Titel: Prospects for a New Realism Zeit: 26.-28. März 2012 Ort: Aula der Universität Bonn: Am Hof 1, 53113 Bonn

10 02 2012

Zielsetzung:
Einer zeitweise sehr beliebten Zeitdiagnose zufolge leben wir in der Postmoderne. Diese Diagnose wird häufig durch eine vermeintliche soziologische These von der sozialen Konstruktion der Wirklichkeit unterstützt, die ganz verschiedene philosophische Quellen im 19. Jahrhundert hat und die für viele mit der französischen Philosophie des 20. Jahrhunderts geradezu paradigmatisch verbunden ist. Die These nimmt häufig von einer epistemologischen Diagnose ihren Ausgang: Da unser Zugang zur Welt insgesamt durch komplexe, historisch kontingente Parameter wie die Zugehörigkeit zu einer sozialen Gruppe, ideologische Verblendungen, fallible Überzeugungssysteme, Interessen usw. vermittelt ist, können wir nicht davon ausgehen, dass wir Tatsachen oder Gegenstände so erfassen, wie sie an sich sind. Alle Tatsachen oder Gegenstände seien vielmehr immer nur relativ auf Systeme irgendeiner Art. Daraus haben radikale Konstruktivisten bisweilen geschlossen, dass es nicht einmal Tatsachen oder Gegenstände gibt, zu denen wir einen falliblen Zugang suchen, denn auch diese Tatsache sei nur ein Konstrukt unter anderen. Argumentiert man auf diese Weise, verlören freilich Begriffe wie Tatsache, Wahrheit und Objektivität ihren traditionellen Status und die gesamte Gesellschaft mit all ihren ausdifferenzierten Teilsystemen wie Wissenschaft, Religion, Recht, Kunst usw. wäre lediglich ein, mit John McDowell gesagt, „reibungsloses Rotieren der Begriffe im luftleeren Raum“.

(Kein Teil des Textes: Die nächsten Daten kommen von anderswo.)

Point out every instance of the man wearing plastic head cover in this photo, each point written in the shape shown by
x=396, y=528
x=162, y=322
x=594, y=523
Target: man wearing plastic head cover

Gegen eine solche Auffassung der „Postmoderne“ und insbesondere gegen die Verabschiedung von Tatsachen, Wahrheit und Objektivität auf der Basis einer vermeintlichen Einsicht in die soziale Konstruktion der Wirklichkeit sind inzwischen viele gewichtige Stimmen laut geworden. Wir fassen diese Stimmen unter dem Namen des ‚Neuen Realismus‘ zusammen, den wir mit der Tagung aus der Perspektive verschiedener wissenschaftlicher Disziplinen – der Philosophie, der Soziologie, der Literatur- und Bildwissenschaft, der Naturwissenschaft – angehen und international sichtbar weiter vorantreiben möchten. Das vorläufige Label ‚Neuer Realismus‘, das durchaus absichtlich an eine Bewegung Anfang des letzten Jahrhunderts erinnert, wird interessanterweise für ähnliche Tendenzen in der Rechts- und Politikwissenschaft verwendet. Es soll darum gehen, die Aussichten für einen neuen Realismus im Hinblick auf die Frage zu untersuchen, inwiefern dieser überzeugendere Modelle für die postmoderne Diagnose einer Pluralität von Wahrheiten, Sprachspielen oder Perspektiven anzubieten hat.